I should note that when I wrote my first response I was under the impression that we had been using the PandaBoard. It turns out we are using the PandaBoard ES, which uses the OMAP4460 and not the DuoVero's OMAP4430.
Also because people seem to be curious, I'll elaborate on the performance differences. We are doing pupil detection using a 9-step process which includes converting the image to grayscale and using a histogram to crop the image around the pupil. Then we use a haar feature detection and the starburst algorithm to find where edge of the ellipse might be, followed by an ellipse fitting algorithm. We do this using TBB + Boost + OpenCV libraries.
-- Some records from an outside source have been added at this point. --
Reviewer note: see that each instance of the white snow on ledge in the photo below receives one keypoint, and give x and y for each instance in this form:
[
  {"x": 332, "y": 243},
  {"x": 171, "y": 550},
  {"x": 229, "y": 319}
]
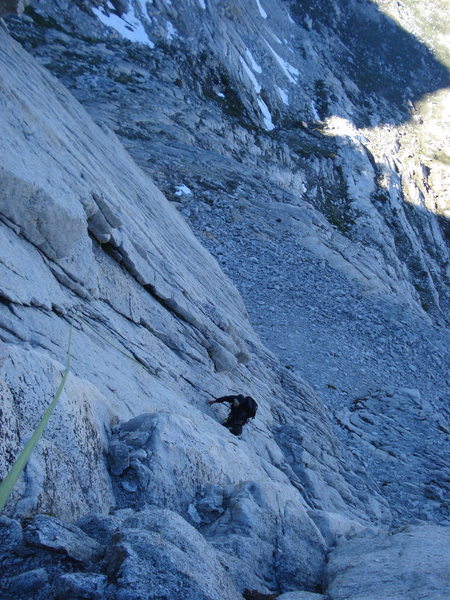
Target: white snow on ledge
[
  {"x": 291, "y": 72},
  {"x": 250, "y": 74},
  {"x": 268, "y": 123},
  {"x": 182, "y": 189},
  {"x": 129, "y": 26},
  {"x": 262, "y": 12},
  {"x": 253, "y": 62},
  {"x": 283, "y": 95}
]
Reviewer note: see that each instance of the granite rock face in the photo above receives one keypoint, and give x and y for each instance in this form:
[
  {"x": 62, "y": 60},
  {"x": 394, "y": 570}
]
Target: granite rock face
[{"x": 198, "y": 160}]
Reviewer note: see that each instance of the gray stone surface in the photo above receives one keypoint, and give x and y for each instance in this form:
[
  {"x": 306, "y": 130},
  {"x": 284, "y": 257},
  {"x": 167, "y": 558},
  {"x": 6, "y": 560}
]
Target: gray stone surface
[
  {"x": 314, "y": 185},
  {"x": 413, "y": 564},
  {"x": 50, "y": 533}
]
We have compiled both OpenCV and the algorithm with gcc (4.7.1) using -mfpu=neon, -mfpu=vfpv3, -mfpu=vfpv3-fp1, and no additional flags at all.
With ~95% accuracy, this algorithm ran at ~1-2 fps on the DuoVero and ~6 fps on the PandaBoard ES. With ~60% accuracy, we were able to run two instances of the algorithm on the DuoVero at ~8 fps (each) and ~17 fps (each) on the PandaBoard ES. We are currently looking into using the armcc compiler to improve this even more (anyone know how to do this?)
Now, I don't know the reasoning behind this, but I suspect it may be because the PandaBoard includes the drivers for the GPU which means support for OpenGL, which may allow the system to use OpenGL calls to accelerate matrix operations.
PS: If anyone has any ideas/suggestions/criticisms for things we are doing, please let me know.